SLOA313 May 2021 AFE7070 , AFE7071
As previously shown, the modulator correction performance depends on LO frequency. It is possible to use the internal NCO to provide some relief to the frequency tuning requirements. The integrated baseband filters facilitate driving the signal up to ±10 MHz around an LO set-point. In practice, the entire range cannot be used without incurring some amplitude roll off at the edges due to the filters. Generally speaking, the device achieves a flat response up to 80% of the bandwidth. This technique keeps the LO frequency fixed and varies the NCO to move the signal within a 16-MHz window. With three calibrated LO points you can cover almost 50 MHz of tunable bandwidth.
Figure 2-13 and Figure 2-14 compare the corrected CF and SBS performance when shifting the LO versus shifting the NCO. Performance with the NCO shift stays more consistent. In other words, the variation of the baseband signal and a fixed LO is more consistent than the other way around with the baseband fixed and the LO varied.
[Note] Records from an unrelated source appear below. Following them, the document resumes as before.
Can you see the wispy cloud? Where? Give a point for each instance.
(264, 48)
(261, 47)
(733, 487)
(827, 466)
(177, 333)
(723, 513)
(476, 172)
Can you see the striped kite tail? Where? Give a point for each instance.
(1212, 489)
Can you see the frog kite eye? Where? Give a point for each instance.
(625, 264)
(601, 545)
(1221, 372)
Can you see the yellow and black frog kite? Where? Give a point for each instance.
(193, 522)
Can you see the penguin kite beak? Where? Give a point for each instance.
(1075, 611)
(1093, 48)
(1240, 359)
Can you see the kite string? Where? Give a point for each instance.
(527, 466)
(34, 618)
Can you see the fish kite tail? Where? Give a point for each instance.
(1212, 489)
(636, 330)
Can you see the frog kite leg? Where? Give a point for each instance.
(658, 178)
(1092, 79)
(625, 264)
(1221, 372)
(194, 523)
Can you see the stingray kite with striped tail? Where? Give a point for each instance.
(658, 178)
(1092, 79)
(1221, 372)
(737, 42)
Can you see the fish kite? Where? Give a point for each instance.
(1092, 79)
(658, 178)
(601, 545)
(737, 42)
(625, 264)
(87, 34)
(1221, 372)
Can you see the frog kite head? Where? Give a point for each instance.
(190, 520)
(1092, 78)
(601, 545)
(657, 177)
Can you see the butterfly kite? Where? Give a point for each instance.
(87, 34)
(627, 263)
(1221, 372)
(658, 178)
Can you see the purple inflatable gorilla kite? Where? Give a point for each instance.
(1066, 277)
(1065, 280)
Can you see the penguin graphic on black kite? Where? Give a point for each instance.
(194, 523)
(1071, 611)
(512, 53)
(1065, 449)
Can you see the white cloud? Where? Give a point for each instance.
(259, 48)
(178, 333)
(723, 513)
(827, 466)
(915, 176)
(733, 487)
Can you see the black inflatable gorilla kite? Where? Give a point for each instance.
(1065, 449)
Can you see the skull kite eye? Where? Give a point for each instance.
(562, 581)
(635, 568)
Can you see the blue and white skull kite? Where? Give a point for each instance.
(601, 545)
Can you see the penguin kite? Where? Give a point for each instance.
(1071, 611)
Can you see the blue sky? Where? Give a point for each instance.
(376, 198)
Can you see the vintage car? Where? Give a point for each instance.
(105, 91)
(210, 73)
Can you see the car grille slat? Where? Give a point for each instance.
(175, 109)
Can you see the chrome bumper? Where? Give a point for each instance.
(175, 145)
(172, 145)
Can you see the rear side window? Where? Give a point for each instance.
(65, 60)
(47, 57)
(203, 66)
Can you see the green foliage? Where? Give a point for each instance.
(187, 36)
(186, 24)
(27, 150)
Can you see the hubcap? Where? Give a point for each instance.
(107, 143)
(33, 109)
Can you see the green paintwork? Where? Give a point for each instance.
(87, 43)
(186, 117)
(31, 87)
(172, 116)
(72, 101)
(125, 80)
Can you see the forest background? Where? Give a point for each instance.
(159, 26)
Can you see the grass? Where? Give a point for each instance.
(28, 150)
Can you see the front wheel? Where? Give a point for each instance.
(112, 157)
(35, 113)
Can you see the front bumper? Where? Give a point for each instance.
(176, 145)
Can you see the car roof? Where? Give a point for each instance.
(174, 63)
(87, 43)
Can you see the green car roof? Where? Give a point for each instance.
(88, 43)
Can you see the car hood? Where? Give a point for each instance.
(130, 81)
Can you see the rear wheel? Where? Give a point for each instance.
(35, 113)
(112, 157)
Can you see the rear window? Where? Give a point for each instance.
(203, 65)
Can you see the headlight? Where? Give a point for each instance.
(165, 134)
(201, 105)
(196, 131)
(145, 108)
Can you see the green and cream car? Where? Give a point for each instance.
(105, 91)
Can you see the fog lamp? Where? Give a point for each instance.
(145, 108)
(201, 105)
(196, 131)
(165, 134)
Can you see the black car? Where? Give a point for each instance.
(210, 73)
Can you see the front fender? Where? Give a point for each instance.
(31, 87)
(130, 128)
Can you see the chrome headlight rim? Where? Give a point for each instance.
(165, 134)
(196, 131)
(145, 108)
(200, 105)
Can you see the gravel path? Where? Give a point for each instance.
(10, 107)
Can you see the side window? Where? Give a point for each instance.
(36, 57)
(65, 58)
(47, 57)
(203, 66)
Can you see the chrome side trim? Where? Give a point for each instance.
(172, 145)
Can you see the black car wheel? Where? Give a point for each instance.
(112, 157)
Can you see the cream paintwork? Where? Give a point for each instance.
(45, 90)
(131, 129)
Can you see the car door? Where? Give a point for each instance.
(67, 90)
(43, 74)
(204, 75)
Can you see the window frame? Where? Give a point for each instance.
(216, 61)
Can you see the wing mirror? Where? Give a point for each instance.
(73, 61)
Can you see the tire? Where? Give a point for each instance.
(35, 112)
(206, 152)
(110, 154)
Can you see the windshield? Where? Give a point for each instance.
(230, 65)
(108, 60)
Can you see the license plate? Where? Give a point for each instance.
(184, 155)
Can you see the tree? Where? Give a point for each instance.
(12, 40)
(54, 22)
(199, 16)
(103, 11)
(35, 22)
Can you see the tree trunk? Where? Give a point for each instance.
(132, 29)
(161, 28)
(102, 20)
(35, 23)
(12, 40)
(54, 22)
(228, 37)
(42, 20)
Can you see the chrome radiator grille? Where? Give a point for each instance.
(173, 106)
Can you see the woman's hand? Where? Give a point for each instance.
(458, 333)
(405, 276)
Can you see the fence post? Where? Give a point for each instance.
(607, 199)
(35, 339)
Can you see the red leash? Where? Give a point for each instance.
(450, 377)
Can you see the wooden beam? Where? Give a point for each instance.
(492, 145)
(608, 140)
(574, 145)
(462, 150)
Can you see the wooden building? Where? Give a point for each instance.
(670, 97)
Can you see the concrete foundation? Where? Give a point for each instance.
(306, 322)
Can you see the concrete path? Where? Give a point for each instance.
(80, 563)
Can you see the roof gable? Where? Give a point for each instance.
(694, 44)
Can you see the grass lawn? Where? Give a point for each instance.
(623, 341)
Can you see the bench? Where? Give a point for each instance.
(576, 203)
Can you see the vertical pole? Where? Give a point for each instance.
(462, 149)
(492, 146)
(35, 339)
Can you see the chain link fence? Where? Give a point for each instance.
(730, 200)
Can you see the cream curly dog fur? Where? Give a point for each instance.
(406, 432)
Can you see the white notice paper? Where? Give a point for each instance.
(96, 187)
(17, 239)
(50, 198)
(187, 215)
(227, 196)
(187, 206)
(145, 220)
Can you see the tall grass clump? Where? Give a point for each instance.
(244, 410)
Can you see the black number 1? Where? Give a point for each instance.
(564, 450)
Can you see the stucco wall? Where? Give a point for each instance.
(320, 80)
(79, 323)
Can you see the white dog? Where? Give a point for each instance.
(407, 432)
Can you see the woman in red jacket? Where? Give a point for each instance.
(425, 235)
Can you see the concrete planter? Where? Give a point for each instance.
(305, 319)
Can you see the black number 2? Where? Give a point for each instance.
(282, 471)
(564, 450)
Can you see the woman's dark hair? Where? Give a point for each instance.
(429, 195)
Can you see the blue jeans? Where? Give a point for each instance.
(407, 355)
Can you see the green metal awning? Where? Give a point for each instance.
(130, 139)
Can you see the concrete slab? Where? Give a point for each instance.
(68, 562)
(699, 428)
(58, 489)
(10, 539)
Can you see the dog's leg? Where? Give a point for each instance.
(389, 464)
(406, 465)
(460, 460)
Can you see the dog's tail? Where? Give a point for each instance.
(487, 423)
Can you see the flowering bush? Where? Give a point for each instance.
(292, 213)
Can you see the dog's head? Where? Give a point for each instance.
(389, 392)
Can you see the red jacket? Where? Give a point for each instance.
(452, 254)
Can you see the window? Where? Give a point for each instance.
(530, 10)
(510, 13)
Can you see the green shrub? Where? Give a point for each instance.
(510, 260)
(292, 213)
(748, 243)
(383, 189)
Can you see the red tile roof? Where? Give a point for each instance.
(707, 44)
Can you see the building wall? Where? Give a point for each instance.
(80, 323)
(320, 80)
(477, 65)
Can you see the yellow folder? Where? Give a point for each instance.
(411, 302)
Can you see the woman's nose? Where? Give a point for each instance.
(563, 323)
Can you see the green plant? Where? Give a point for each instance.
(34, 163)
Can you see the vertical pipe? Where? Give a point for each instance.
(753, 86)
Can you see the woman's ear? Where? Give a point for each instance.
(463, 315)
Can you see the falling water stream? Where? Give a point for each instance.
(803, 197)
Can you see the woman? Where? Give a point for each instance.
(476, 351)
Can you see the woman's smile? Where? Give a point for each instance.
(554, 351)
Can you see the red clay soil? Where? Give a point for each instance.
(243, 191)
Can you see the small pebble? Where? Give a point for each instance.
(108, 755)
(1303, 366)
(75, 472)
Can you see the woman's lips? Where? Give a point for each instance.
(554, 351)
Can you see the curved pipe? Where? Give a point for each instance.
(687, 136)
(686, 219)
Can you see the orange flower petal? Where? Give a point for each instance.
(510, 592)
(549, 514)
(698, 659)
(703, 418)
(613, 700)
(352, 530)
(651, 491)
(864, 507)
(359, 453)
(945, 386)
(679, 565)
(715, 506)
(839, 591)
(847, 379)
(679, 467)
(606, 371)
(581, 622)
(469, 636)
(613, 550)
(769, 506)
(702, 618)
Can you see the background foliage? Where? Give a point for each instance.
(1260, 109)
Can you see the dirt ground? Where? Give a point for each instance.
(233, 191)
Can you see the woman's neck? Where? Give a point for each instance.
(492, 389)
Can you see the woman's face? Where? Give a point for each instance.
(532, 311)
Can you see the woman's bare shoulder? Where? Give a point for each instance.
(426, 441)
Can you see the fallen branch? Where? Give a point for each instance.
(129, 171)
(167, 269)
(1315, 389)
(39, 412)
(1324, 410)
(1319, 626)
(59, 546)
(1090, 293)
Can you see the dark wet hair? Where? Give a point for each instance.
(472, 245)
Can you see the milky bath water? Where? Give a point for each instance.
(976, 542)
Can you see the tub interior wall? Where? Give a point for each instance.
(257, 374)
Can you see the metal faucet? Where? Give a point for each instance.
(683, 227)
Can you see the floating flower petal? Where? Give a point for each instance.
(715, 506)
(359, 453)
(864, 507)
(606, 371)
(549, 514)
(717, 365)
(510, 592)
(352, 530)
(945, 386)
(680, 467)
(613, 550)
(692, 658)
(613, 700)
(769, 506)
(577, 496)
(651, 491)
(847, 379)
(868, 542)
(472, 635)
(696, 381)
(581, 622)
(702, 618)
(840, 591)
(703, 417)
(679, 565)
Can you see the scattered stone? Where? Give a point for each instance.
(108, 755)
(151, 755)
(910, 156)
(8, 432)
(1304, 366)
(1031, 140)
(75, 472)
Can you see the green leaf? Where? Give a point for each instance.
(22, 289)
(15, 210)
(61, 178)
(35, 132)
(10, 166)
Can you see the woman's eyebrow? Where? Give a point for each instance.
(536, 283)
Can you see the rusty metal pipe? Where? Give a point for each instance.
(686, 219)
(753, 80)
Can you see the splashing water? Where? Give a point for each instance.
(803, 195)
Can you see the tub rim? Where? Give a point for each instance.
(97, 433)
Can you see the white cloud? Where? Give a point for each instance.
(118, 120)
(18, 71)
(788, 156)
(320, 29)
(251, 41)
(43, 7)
Using the NCO to shift over frequency offers a unique advantage in that QMC frequency correction is likely not needed. The fixed LO frequencies are calibrated out for best performance. Further, the temperature slope adjustment with respect to frequency is also not needed. This provides an easier, more consistent response without incurring the tolerance error of the frequency control algorithm.